EL ETERNO BIENVENIDO, por Vincent Von Streitsen

Apareció de repente. Silbando bajito. Directo de la nada.

Caminaba como un gorrión, dando pasitos microscópicos pero a una velocidad sorprendente. Ligeramente encorvado, con las manos en los bolsillos y la mirada al suelo, siempre al suelo, mascullaba la misma tonada una y otra vez, y parecía una distinta cada día. Cuando despertaba, ceñudo y despeinado, sus cabellos nevados eran como ráfagas de una pétrea tormenta polar. Permanecía sentado y en silencio durante dos o tres minutos hasta que, satisfecho, inauguraba el tarareo de una nueva melodía, manteniéndola infatigable durante el resto de la jornada como lo haría con su esposa un burgués conservador. “Melo-día, la canción del día” decía siempre sonriendo. Era un viejito muy simpático, perteneciente a una raza especial de hombres, aquella que entre otras muchas virtudes, posee la habilidad de alegrarnos la mañana.
Siempre estaba fumando su larga y exótica pipa de espuma de mar, “el único gran placer que he encontrado como epílogo de aquel otro al cual mis años ya no le hacen tanta justicia”. Usaba sus dos piernas para llegar a todos lados, nunca se lo veía en el tren o el colectivo, salvo cuando hacia allí mismo se dirigía. Le gustaba pararse en el medio de algún agotado vagón lleno de oxidados pasajeros y así, sin más, abrir un discurso. Simplemente daba rienda suelta a sus ideas. Improvisaba mentiras apasionantes, le quitaba el polvo a las viejas historias de aventuras autobiográficas, maquillaba rumores y jugaba con el presente a la misma vez, alternando comentarios picarescos sobre la “eterna actualidad”, como él solía llamarla, con la mofa de alguno de los paisanos presentes y el tono lúgubre y sereno que impostaba frente a una anécdota llena de dolor y penurias pasadas.
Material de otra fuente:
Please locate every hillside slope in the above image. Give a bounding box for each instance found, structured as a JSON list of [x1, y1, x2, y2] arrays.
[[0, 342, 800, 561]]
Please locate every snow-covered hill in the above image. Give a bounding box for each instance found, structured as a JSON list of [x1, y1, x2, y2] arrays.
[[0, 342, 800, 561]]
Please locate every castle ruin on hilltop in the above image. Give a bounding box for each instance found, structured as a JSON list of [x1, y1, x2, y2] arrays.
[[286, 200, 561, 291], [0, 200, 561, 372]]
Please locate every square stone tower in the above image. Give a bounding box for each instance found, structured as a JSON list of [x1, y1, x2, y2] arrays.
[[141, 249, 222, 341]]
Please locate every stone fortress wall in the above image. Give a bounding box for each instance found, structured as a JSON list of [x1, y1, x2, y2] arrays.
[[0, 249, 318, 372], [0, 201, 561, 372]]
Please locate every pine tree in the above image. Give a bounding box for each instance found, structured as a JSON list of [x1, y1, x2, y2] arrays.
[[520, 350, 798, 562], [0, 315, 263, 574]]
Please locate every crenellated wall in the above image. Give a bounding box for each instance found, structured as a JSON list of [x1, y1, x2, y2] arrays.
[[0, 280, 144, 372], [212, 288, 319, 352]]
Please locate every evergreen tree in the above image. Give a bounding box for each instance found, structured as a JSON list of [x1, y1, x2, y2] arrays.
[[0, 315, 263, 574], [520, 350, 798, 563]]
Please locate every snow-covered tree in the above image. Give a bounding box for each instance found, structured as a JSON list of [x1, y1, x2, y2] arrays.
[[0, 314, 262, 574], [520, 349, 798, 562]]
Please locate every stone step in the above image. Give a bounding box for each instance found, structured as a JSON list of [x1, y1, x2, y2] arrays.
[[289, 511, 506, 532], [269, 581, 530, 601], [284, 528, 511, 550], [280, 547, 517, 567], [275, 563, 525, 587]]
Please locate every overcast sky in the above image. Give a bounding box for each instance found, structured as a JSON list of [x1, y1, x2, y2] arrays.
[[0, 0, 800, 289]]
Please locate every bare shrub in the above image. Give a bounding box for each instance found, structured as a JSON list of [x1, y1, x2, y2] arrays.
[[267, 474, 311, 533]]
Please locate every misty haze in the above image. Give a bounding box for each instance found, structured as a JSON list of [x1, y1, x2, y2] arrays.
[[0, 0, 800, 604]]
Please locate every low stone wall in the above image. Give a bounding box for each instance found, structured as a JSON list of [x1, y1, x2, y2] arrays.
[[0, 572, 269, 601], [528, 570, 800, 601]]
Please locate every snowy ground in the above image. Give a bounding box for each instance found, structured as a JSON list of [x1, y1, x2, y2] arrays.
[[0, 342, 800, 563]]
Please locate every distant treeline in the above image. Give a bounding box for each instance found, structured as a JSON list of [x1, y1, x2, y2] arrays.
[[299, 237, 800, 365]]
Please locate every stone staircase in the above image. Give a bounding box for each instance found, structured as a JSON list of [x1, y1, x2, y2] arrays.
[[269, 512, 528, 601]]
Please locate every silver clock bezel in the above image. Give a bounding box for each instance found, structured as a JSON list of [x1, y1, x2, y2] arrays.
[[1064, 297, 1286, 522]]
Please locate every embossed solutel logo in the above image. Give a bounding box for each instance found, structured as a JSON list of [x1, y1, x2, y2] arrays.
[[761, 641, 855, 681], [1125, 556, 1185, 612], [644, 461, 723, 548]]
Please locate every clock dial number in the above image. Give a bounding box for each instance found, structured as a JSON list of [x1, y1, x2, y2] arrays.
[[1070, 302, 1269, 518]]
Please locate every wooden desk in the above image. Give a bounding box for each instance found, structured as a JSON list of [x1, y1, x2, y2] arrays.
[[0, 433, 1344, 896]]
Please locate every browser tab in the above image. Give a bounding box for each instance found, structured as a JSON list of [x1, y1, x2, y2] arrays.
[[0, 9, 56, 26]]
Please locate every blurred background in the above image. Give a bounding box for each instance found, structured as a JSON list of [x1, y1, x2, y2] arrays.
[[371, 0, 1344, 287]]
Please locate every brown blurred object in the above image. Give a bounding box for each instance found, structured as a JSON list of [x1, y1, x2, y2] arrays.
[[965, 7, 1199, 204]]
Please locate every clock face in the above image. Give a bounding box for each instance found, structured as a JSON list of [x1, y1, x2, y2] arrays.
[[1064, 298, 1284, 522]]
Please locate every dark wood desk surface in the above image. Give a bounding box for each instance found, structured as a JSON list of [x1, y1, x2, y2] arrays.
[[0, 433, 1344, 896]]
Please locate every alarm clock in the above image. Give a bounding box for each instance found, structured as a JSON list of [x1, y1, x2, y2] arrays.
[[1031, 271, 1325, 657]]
Nadie sabía de donde venía ni cual era su verdadero origen. Escuchábamos su extraño acento folklórico con la constante incertidumbre del ignorante que jura tener la respuesta en la punta de su lengua. Recuerdo aquella vez en la que una discusión por el estilo casi termina a los puñetes entre dos férreos contrincantes lingüísticos: un joven ejecutivo de la alta alcurnia, que apostaba por Rodas como la tierra natal del cuestionado, y un vagabundo de cabellos crispados y gordura episcopal, quien no permitía ninguna otra conjetura que no situara los orígenes de este insólito personaje en la cuenca del Orinoco. “Pobres diablos –dijo él al enterarse– se preguntan de dónde vengo sin siquiera saber hacia dónde van.”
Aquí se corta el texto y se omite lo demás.